Fast Mode5sBasicQuick facts, breaking newsGemini 2.5 Flash
Deep Mode15-30sExtendedMulti-perspective analysisGemini 2.5 Flash
Chat ModeVariableInteractiveFollow-up questions, file readingClaude Sonnet 4.5
Agent Mode10-30minResearch-gradeDeep investigation, reportsGPT-5 Codex

Architecture & Tech Stack

Core Components

Three-Layer Architecture:

1. Frontend Layer (Next.js 15 + React 19)

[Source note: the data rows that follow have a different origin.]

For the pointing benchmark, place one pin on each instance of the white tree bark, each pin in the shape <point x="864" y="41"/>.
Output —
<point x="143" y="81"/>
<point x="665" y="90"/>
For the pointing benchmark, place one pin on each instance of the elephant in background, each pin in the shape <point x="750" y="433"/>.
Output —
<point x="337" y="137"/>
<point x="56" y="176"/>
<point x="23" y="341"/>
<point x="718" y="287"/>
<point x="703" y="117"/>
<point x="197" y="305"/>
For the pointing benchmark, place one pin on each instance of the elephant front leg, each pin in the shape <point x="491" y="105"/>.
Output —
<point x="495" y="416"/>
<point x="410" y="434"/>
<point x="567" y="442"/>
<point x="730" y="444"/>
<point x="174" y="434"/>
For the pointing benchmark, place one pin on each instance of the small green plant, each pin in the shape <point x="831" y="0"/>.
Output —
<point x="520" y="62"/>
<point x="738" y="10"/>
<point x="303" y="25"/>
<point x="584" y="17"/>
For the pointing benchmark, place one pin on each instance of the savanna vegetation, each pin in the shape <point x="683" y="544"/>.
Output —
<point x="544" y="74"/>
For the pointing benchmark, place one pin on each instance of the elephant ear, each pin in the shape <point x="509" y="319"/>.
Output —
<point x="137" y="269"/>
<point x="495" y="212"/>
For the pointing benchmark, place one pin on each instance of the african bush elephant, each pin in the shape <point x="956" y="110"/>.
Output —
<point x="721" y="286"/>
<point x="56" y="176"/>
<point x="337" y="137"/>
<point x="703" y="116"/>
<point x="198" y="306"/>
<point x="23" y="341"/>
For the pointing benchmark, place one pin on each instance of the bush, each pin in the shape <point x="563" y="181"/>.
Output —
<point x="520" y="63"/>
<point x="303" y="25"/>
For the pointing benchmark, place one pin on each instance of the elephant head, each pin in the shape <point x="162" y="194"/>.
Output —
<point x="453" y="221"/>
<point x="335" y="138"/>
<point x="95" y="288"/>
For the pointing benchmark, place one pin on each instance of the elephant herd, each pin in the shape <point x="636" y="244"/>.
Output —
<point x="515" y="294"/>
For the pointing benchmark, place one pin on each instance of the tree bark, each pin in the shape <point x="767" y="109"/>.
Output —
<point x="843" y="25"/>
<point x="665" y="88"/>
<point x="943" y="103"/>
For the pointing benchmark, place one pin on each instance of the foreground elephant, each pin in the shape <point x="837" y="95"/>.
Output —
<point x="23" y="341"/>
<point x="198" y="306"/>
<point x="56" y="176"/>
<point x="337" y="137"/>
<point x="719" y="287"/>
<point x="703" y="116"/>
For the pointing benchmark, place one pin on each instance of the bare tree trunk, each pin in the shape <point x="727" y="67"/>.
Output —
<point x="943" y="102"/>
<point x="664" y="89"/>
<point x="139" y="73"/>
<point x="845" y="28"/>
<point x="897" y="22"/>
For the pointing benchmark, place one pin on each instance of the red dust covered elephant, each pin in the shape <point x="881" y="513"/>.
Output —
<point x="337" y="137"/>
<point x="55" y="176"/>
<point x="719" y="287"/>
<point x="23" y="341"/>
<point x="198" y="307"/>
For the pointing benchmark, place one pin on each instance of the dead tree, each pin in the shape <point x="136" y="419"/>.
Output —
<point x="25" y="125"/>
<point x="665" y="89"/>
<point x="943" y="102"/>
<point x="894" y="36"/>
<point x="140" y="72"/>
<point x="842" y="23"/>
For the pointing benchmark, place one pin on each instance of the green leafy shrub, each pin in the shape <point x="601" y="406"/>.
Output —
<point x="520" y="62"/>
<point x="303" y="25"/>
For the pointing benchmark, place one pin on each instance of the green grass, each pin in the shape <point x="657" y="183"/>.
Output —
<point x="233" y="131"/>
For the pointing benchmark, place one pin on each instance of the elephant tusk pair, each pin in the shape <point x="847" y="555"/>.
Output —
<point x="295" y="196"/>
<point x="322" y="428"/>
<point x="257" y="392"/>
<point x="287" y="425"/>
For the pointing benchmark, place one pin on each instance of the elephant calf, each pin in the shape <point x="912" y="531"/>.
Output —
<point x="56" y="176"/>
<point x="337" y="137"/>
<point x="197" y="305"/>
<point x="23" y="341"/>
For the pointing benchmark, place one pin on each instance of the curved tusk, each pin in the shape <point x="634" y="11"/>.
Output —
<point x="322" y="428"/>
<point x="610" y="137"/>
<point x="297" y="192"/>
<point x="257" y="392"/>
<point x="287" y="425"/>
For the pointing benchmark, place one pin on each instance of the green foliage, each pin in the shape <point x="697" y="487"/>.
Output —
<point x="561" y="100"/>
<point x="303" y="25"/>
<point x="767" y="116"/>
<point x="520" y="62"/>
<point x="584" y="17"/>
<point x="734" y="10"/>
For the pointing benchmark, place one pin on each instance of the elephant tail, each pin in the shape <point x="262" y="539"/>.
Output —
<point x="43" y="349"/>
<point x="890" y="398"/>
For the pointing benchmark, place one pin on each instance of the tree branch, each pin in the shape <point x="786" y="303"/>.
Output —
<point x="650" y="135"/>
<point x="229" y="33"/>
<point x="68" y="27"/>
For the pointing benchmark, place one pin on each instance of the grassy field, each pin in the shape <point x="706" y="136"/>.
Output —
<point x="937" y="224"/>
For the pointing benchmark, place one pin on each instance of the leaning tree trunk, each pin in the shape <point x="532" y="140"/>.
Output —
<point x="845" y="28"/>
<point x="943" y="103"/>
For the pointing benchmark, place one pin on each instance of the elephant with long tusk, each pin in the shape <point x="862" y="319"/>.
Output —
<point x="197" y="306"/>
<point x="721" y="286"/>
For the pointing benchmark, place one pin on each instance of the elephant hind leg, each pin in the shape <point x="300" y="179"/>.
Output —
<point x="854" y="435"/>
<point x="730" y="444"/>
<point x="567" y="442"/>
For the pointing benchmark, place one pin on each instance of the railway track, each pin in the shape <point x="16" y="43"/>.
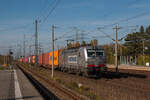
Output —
<point x="67" y="92"/>
<point x="111" y="86"/>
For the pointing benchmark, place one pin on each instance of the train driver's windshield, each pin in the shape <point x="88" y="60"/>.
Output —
<point x="95" y="53"/>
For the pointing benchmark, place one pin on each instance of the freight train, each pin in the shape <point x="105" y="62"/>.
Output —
<point x="88" y="60"/>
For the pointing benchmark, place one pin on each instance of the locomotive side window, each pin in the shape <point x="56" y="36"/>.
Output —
<point x="94" y="53"/>
<point x="72" y="59"/>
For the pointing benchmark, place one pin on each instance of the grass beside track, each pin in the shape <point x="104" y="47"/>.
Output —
<point x="73" y="85"/>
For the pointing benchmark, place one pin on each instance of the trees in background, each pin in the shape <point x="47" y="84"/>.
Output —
<point x="132" y="46"/>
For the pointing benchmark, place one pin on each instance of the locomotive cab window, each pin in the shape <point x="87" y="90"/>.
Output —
<point x="95" y="53"/>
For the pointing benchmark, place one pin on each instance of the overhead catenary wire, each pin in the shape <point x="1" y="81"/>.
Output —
<point x="51" y="11"/>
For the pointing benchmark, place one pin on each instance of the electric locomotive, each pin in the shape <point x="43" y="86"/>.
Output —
<point x="88" y="60"/>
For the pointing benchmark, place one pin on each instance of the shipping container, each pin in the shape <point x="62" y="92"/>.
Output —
<point x="26" y="60"/>
<point x="33" y="59"/>
<point x="40" y="59"/>
<point x="29" y="59"/>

  • Three-mode UI: Fast/Deep/Chat/Agent
  • Real-time streaming via SSE
  • Citation rendering & artifact viewer

HTTP/SSE

2. Backend Layer (FastAPI + Python)

  • SearchAgent (v1 engine for Fast/Deep Mode)
  • ChatModeAgent (interactive Q&A)
  • AgentMode Agent (deep research)

Unified Tool Layer (13+ tools)

3. Tool & Service Layer

  • Core Tools: web_search, execute_python, file_* operations
  • Intelligence Tools: compact_context, research_assistant
  • MCP Tools: Dynamically loaded (browser automation, etc.)

External APIs

4. External Services & Storage

  • OpenRouter API (GPT-5, Claude, Gemini)
  • Exa API (neural search engine)
  • E2B Sandbox (optional code execution)
  • Local file system (workspace & cache)

Tech Stack

Frontend

  • Framework: Next.js 15 (App Router), React 19
  • Language: TypeScript
  • Streaming: Server-Sent Events (SSE)
  • UI: Custom components (no shadcn/ui), responsive design

Backend

  • Framework: FastAPI (Python 3.11+)
  • LLM Access: OpenRouter (unified API for multiple providers)
  • Search: Exa API (neural search, superior to traditional engines for LLMs)
  • Code Execution: E2B Sandbox (optional, secure Python environment)
  • Storage: Local file system (workspace-based architecture)

Infrastructure

  • Containerization: Docker (frontend, backend, Redis optional)
  • Deployment: Single-command CLI (verina package)
  • Development: Hot reload, monorepo structure

Mode Deep-Dive

1. Fast/Deep Mode: The Search Engine

Model: Gemini 2.5 Flash (google/gemini-2.5-flash-preview-09-2025)

Why Gemini 2.5 Flash?

  • Blazing fast (5s end-to-end for Fast Mode)
  • Excellent tool-calling capabilities
  • Cost-effective
  • Native multimodal support (future expansion)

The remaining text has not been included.